When appointing arbitrators, it is helpful to gather pertinent details about their expertise and background to assess their fit for the specific case. One way to achieve this feat is by conducting one-on-one conversations with potential arbitrators, allowing the parties to learn from their past experiences relevant to your case's needs. Such discussions can expand upon or clarify the information provided in their disclosures under Schedule VI, offering a more comprehensive understanding of their suitability. The questions might delve into areas such as the nature and complexity of the arbitrations the person has previously adjudicated, the roles they have taken on, and their past performance in those cases, considering their level of preparedness, demeanour, and overall effectiveness.

Such due-diligence can even go beyond the scope of general information to avoid conflicts of interest. When evaluating arbitrators, there is no better approach than directly engaging with a party having first-hand experience with the candidate in question. They can offer valuable insights into how and why the candidate may be well-suited for the specific arbitration at hand by looking into prior arbitrations in which the arbitrator has participated (e.g., subject matter, dispute, complexity, amount at stake, period of appointment) as well as arbitrator’s performance on prior panels (e.g., grasp of issues, management skills, quality of work, disposition, preparedness) based on feedback from the former parties.

Conclusion

We can conclude that arbitrators are in a formidable and murky disposition, encompassing complex interactions with the stakeholders. These connections impose substantial obligations on them, necessitating diligent adherence to their responsibilities to avoid legal liabilities and potential damages. However, ensuring accountability for arbitrators can undergo a colossal overhaul by means of a methodical due-diligence mechanism stirred either by amendments or practices. The effective implementation of arbitral immunity must be balanced with mechanisms that ensure accountability and fairness which will further advance the common law principle that there lies no reason or scope for arbitrators to defend suits brought against them by disgruntled parties.

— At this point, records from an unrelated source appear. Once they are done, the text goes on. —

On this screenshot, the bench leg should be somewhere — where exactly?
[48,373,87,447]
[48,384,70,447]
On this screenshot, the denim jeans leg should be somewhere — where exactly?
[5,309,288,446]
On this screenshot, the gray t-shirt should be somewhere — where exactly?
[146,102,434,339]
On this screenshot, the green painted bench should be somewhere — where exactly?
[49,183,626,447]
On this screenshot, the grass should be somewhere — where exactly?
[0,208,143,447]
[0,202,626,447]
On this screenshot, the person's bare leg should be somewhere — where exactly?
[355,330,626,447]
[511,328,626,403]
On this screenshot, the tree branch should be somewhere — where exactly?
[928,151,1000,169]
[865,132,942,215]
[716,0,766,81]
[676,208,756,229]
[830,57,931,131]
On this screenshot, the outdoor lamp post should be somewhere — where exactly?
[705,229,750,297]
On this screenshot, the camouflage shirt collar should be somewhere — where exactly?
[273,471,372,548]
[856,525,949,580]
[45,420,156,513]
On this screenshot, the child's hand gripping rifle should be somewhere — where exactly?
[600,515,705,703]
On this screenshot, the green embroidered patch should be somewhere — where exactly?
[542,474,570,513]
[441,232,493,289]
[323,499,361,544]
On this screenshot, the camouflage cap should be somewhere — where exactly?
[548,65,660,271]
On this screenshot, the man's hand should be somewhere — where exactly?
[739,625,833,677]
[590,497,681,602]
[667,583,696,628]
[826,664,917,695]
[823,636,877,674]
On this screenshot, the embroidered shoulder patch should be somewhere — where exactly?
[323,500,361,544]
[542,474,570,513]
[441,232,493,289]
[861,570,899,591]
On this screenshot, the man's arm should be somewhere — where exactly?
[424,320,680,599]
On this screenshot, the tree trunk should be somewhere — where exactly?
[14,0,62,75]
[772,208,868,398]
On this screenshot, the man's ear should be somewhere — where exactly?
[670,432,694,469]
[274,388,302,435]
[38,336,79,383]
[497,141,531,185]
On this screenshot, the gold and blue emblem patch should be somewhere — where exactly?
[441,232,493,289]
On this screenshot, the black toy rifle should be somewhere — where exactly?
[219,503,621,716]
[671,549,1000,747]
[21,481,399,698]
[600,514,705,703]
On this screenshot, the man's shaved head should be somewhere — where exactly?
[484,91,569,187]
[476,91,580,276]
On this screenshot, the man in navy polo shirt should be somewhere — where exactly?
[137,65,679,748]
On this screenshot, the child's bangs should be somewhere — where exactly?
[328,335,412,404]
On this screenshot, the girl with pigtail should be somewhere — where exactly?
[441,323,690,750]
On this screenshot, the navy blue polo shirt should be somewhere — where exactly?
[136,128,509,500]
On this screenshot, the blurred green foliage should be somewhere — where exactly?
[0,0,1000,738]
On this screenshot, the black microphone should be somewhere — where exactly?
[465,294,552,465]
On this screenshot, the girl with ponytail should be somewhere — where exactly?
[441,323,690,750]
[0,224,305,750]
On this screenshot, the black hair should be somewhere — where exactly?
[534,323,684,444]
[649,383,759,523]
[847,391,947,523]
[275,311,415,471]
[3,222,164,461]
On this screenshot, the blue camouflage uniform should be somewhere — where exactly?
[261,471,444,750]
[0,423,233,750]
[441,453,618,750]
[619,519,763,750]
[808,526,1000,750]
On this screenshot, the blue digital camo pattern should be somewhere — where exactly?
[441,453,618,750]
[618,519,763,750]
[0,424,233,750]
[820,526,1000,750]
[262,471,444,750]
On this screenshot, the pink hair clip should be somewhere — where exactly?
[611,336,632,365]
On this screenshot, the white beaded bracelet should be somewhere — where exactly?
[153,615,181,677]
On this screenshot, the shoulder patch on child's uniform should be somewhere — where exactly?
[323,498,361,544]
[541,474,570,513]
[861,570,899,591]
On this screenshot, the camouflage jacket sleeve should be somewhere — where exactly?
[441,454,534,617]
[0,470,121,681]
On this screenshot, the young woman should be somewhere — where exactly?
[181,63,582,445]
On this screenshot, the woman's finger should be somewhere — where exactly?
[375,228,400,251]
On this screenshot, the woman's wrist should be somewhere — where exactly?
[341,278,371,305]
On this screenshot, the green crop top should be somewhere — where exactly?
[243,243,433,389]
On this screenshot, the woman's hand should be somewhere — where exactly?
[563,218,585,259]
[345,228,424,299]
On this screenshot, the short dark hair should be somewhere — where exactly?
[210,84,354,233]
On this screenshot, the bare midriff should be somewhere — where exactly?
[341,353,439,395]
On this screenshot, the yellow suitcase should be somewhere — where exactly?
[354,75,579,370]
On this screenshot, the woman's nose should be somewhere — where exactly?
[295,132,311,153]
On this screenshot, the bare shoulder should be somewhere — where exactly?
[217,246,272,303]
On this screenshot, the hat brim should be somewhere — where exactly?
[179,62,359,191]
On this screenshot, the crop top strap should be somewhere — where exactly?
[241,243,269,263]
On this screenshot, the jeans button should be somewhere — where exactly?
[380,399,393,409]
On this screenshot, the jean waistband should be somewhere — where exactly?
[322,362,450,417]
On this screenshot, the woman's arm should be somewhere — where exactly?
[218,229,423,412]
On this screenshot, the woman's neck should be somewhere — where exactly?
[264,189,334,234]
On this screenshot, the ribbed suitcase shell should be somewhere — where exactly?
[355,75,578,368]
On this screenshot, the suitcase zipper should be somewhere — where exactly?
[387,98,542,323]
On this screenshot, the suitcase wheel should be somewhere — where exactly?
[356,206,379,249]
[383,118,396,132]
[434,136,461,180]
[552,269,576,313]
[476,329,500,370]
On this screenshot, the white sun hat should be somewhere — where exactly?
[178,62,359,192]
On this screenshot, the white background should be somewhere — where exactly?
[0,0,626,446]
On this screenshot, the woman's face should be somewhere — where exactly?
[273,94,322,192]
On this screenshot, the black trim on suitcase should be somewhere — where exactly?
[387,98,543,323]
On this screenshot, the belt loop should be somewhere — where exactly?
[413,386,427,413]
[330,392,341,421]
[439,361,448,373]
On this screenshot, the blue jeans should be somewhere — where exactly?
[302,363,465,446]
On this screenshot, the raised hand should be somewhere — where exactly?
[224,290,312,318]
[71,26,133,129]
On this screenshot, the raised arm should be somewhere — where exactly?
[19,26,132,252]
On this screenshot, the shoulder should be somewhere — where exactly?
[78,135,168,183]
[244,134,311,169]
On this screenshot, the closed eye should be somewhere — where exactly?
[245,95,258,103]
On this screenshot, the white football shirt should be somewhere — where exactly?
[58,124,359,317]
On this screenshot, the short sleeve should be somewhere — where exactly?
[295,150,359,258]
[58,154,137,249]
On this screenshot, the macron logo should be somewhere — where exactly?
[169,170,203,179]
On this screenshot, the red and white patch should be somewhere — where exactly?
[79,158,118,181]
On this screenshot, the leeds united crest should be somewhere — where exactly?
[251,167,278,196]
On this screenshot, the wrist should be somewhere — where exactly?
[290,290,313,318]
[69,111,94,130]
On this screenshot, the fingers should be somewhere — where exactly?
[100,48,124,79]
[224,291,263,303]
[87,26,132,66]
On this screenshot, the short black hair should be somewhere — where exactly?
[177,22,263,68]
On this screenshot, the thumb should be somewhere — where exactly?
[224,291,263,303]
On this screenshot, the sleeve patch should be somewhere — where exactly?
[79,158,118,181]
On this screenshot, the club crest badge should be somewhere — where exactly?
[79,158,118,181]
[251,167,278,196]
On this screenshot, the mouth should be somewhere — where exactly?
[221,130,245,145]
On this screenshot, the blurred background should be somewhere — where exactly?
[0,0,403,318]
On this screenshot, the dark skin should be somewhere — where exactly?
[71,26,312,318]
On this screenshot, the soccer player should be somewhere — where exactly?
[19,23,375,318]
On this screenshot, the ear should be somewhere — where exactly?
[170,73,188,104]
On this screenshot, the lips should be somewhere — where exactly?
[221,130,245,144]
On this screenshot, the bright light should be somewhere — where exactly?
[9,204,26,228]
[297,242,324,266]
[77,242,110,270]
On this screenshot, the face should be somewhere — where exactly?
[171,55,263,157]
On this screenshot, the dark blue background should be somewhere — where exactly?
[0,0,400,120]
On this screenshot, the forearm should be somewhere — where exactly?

India can further strengthen its position as a preferred destination for both domestic and international arbitration, aligning with global standards and facilitating just outcomes for all stakeholders involved in arbitration processes.

 

 

Disclaimer: The content and information in this note should not be construed as legal advice. This is merely a summary of the applicable provisions and not meant for any specific situation. The above explanations are merely to provide an insight of the term in question. Specific situations in a legal scenario are subject to the golden words, i.e. “it depends”.